Christina Hendricks's May Cover Story
Yes, in his invention of office queen bee Joan Harris, Mad Men's creator, Matthew Weiner, developed an unusually multi-faceted female role. But it's Christina Hendricks's preternatural, absolute inhabiting of Joanie that has made her one of television's most fascinating and heart-rending heroines of all time. Her arched, wry smile adds depth to her every-woman-for-herself bitchiness: "Peggy, this isn't China, there's no money in virginity." And the way she deploys that crazy body, alternately as supplicant, sex toy and tank, keeps Mad Men's essential question for its female viewers—whether they're dependent on men, or they're dependent on us—alive as an endless source of delicious, painful tension.
Now into the award-winning show’s sixth season, both Hendricks and Harris—who was made partner last season—find themselves mastering ever greater career challenges. But Hendricks, at 38, is in what Californians would call a good place. Recently, she and her husband of three years, fellow actor Geoffrey Arend, purchased a house in a low-key bohemian Los Angeles neighbourhood, and from this perch of domestic tranquility she’s making the transition from television to film with the same ease that she moved from teenage modelling to acting.

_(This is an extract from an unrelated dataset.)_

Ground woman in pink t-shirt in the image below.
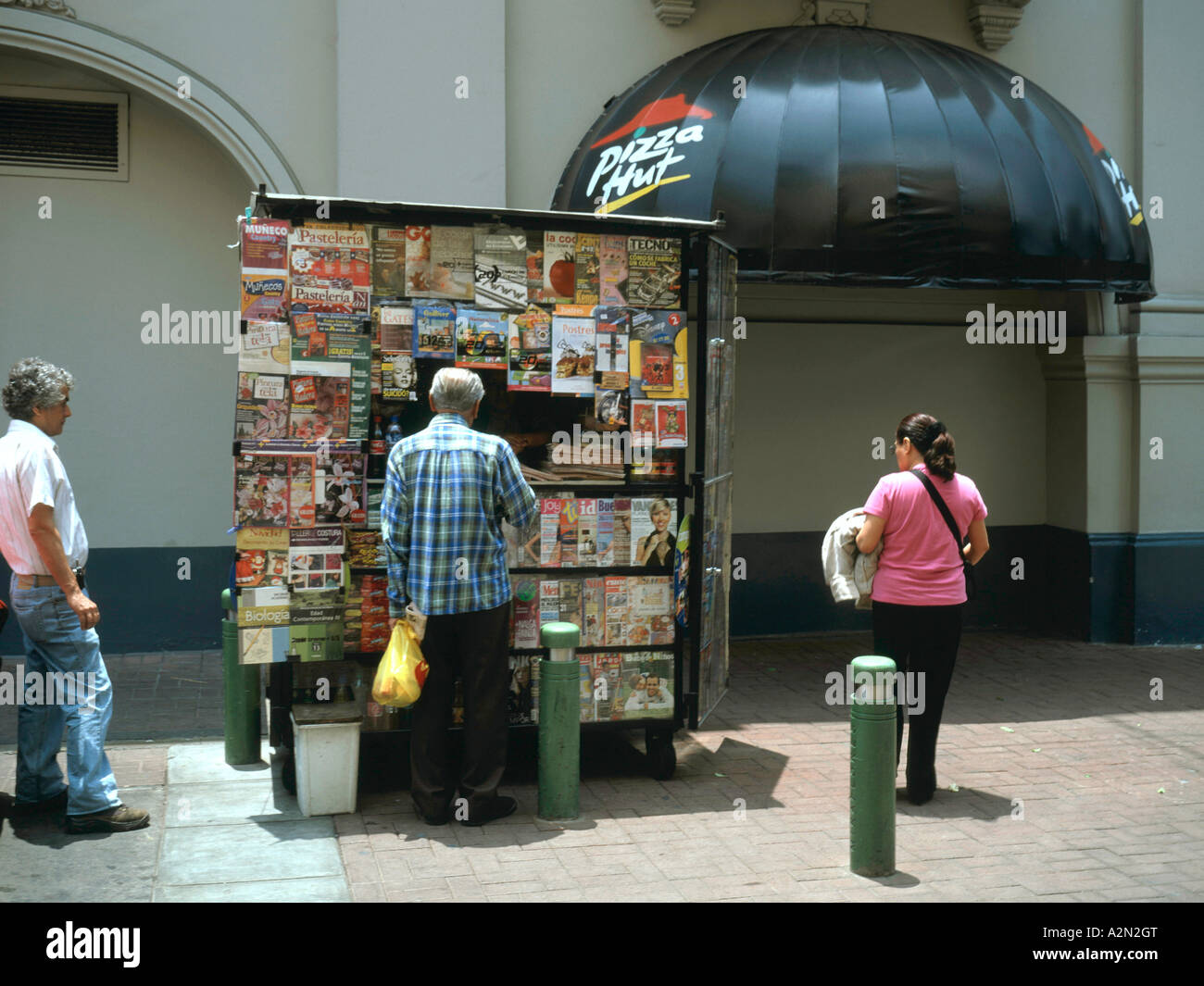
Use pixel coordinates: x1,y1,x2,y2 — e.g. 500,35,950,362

Of her work with Elle Fanning (Hendricks plays her mother) in Sally Potter’s haunting Ginger & Rosa, San Francisco Chronicle film critic Mick LaSalle wrote that they “go to some bleak and wrenching places and return with the best work of their lives.” But it’s her upcoming projects that are positioning Hendricks to become the silver screen’s next big breakout star. In March, it was announced that she would be starring in the movie adaptation of Joan Didion's A Book of Common Prayer. And she'll be assuming the lead role in How to Catch a Monster, her Drive co-star Ryan Gosling's directorial debut.